On the expiration of the iddat after talaq the wife's right to maintenance ceases whether based on the Muslim Law, or on an order under the Criminal Procedure Code.
Similar view has been expressed by Mulla in Mahommedan Law (18th Edition, para 279 at page 301).
6. There is some amount of dispute whether there was divorce. Mulla in Principles of Mohammedan Law, 18th Edition, page 327 has stated as follows:
If a man says to his wife that she had been divorced yesterday or earlier, it leads to a divorce between them, even if there be no proof of a divorce on the previous day or earlier.
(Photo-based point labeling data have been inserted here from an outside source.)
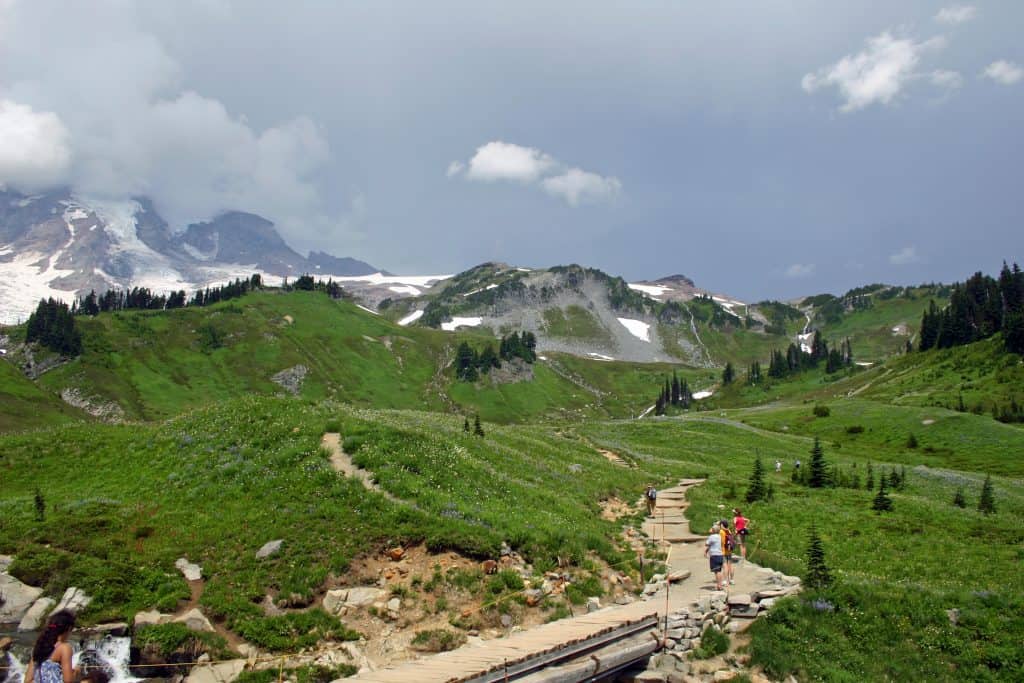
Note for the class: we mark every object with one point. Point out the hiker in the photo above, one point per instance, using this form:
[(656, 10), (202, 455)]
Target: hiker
[(50, 660), (650, 496), (739, 522), (728, 544), (713, 551)]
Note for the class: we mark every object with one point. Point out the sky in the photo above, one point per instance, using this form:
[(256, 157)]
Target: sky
[(766, 150)]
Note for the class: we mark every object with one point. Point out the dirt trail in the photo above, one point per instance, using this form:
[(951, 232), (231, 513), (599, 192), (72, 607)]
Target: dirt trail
[(342, 463)]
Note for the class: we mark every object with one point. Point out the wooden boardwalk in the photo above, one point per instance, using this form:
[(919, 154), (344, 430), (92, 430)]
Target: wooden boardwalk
[(493, 655)]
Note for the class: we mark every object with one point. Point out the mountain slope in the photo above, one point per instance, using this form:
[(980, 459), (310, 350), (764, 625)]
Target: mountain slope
[(61, 246)]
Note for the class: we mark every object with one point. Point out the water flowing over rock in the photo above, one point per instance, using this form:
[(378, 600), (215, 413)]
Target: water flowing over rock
[(18, 598)]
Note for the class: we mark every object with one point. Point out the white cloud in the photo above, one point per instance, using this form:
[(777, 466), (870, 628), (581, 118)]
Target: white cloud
[(455, 168), (876, 75), (505, 161), (1006, 73), (956, 14), (576, 185), (34, 146), (943, 78), (120, 107), (800, 270), (904, 256)]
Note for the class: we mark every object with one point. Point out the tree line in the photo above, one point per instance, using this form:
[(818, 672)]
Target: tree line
[(978, 309), (470, 364)]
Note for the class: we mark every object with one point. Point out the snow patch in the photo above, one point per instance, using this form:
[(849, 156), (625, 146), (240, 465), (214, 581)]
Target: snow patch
[(455, 323), (412, 317), (638, 329), (381, 279)]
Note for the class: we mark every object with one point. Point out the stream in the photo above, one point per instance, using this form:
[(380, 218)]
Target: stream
[(113, 653)]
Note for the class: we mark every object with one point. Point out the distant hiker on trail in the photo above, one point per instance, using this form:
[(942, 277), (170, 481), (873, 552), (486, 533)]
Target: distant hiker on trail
[(739, 523), (713, 551), (728, 545), (50, 660)]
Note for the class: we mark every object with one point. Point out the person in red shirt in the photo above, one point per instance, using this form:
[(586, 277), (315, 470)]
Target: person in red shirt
[(739, 523)]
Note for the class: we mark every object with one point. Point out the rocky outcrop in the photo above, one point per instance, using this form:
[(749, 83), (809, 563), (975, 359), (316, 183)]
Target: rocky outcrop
[(18, 598), (291, 379)]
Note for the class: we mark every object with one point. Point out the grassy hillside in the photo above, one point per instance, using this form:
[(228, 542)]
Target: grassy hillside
[(897, 572), (26, 406), (155, 365), (122, 503)]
While considering an aspect of the Mohammedan Law, one should not be influenced by one's sense of rigid approach as regards marriage and divorce applicable to Hindus or Muslims. The quoted portion from Mulla clearly shows that under the Mohammedan Law, husband is in an advantageous position and has been conferred a special right not only to divorce the wife orally in the manner provided under the Mohammedan Law but also by issuing a notice or filing a written statement in defence to a maintenance claim. A similar view expressed by the Andhra Pradesh High Court in Mohammad Ali v. Fareedunnisa Begum, AIR 1970 Andh Pra 298, was held to be laying down the correct position in law by this Court in Sk. Mohiuddin v. Hasina Bibi, (1988) 2 Orissa 163, and in Sayed Newaj Alii alias Neti v. Rasida Begum, (1991) 22 OJD 212 (Criminal).
7. Provisions of Section 125 of the Code would be applicable to the case of a divorced muslim woman only if both parties exercise their options at the first hearing of the application under Section 3(2) of the Act and not in any other case. Therefore, the learned Magistrate was justified in holding that provisions of Section 125 have no application and the application has rightly been treated as one under Section 3 of the Act.
8. So far as minor children are concerned, unless they arc of a particular age as prescribed in Section 3, their claim cannot be considered in a proceeding under the Act. But the question is can they be left without remedy. The answer is an emphatic no as an application under Section 125, of the Code is maintainable. Provisions of Section 125, of the Code are not repugnant to the Act, and children of divorced wife and husband who cross the age prescribed in Section 3(1)(b) are entitled to maintenance under Section 125, of the Code. Right to claim such maintenance is not taken away under Section 3 of the Act, and on the contrary gives additional safeguard to the children.
9. The learned Judicial Magistrate was not required, and ought not to have made any analysis so far as claim of minor children is concerned while dealing with petitioner No. 1's claim. In the peculiar circumstances of the case, therefore, while upholding the decision of the learned Magistrate so far as petitioner No. 1 is concerned, I direct that in case an application is made under Section 125, of the Code so far as petitioners 2 and 3 are concerned, the same shall be considered and disposed of in accordance with law by the learned Magistrate uninfluenced by his conclusion relating to their claim in the order under challenge.

The revision application is accordingly disposed of.